これらの発言の内容については、しかし、全くのウソとは言いきれず、ミサイル能力や海軍力の“物理的な”充実という点では、中国の軍拡体制は、太平洋地域を含むSeven Seasすべてに海軍を置くアメリカにとっては由々しき問題なのでしょう。それゆえの予算獲得のためのロビイングがこのような発言の連発につながっています。

しかし、現実はどうでしょうか?

艦船の数、国産戦闘機の登場、急ピッチで建造・進水する空母、そしてグアムキラーや極超音速長距離弾道ミサイルをはじめとする“規模の拡大と充実”については、これらの警告は当たっていますが、実際の能力は規模では測れません。

カギになるのは、それらの最新鋭の軍備をいかに運営して、能力を最大限引き出すことが出来るかという“運用能力”です。

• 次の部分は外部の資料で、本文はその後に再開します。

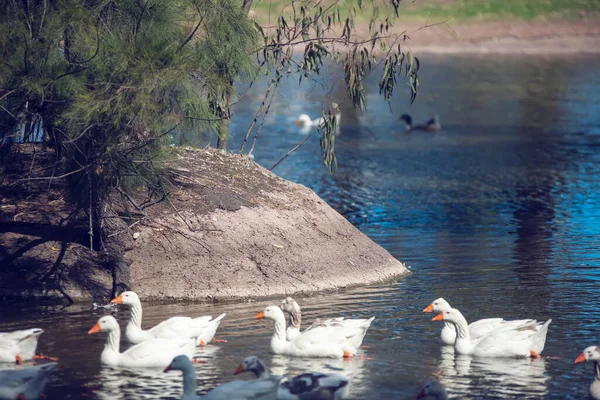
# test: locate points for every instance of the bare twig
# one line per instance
(293, 149)
(271, 86)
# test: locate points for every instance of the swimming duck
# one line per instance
(477, 329)
(19, 346)
(317, 342)
(234, 390)
(313, 385)
(592, 353)
(203, 328)
(306, 124)
(358, 326)
(26, 383)
(433, 125)
(526, 340)
(433, 389)
(150, 353)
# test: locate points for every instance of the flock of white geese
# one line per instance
(171, 345)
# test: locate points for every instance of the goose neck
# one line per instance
(462, 327)
(135, 316)
(295, 319)
(113, 340)
(279, 326)
(189, 381)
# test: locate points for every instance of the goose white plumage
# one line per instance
(477, 329)
(19, 345)
(592, 353)
(313, 385)
(234, 390)
(26, 383)
(316, 342)
(356, 326)
(523, 340)
(152, 353)
(433, 389)
(306, 124)
(203, 328)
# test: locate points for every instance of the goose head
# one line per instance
(450, 315)
(591, 353)
(273, 313)
(108, 323)
(289, 305)
(438, 305)
(434, 389)
(303, 121)
(127, 298)
(251, 364)
(180, 363)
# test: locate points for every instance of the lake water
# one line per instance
(499, 213)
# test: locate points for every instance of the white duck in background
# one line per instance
(234, 390)
(306, 124)
(433, 389)
(477, 329)
(152, 353)
(311, 385)
(526, 340)
(202, 328)
(433, 125)
(358, 326)
(317, 342)
(26, 383)
(19, 346)
(592, 353)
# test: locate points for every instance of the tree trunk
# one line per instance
(223, 134)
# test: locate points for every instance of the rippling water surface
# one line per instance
(498, 213)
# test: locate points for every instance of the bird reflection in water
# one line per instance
(152, 383)
(352, 368)
(502, 377)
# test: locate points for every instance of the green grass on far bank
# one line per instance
(501, 9)
(459, 10)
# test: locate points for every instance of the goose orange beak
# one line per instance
(579, 359)
(239, 369)
(439, 317)
(95, 329)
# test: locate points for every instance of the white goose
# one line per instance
(357, 326)
(19, 346)
(592, 353)
(234, 390)
(148, 354)
(317, 342)
(433, 389)
(477, 329)
(203, 328)
(27, 383)
(526, 340)
(306, 124)
(311, 385)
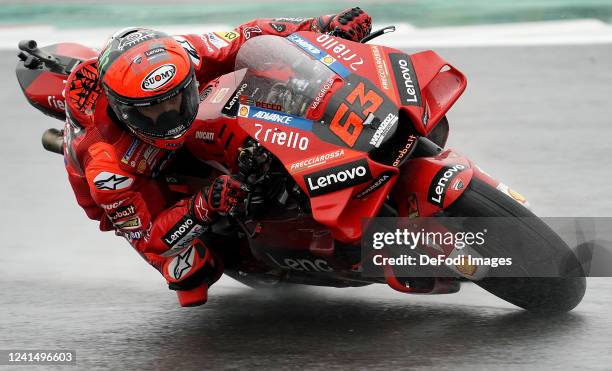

これについては、“少なくとも今は”という但し書きを付けますが、圧倒的にアメリカとその仲間たち(ここではクアッド参加国と英仏独の軍)に軍配が上がります。特に空母攻撃群の運用については、多種多様な戦力のマネージメントと連携が必須ですし、空母への戦闘機および補給機などの航空機運用は、かなり高度な習熟度が必要とされるそうです。

この点は、まだ中国の人民解放軍の習熟度と熟練度は上がっていないと思われます。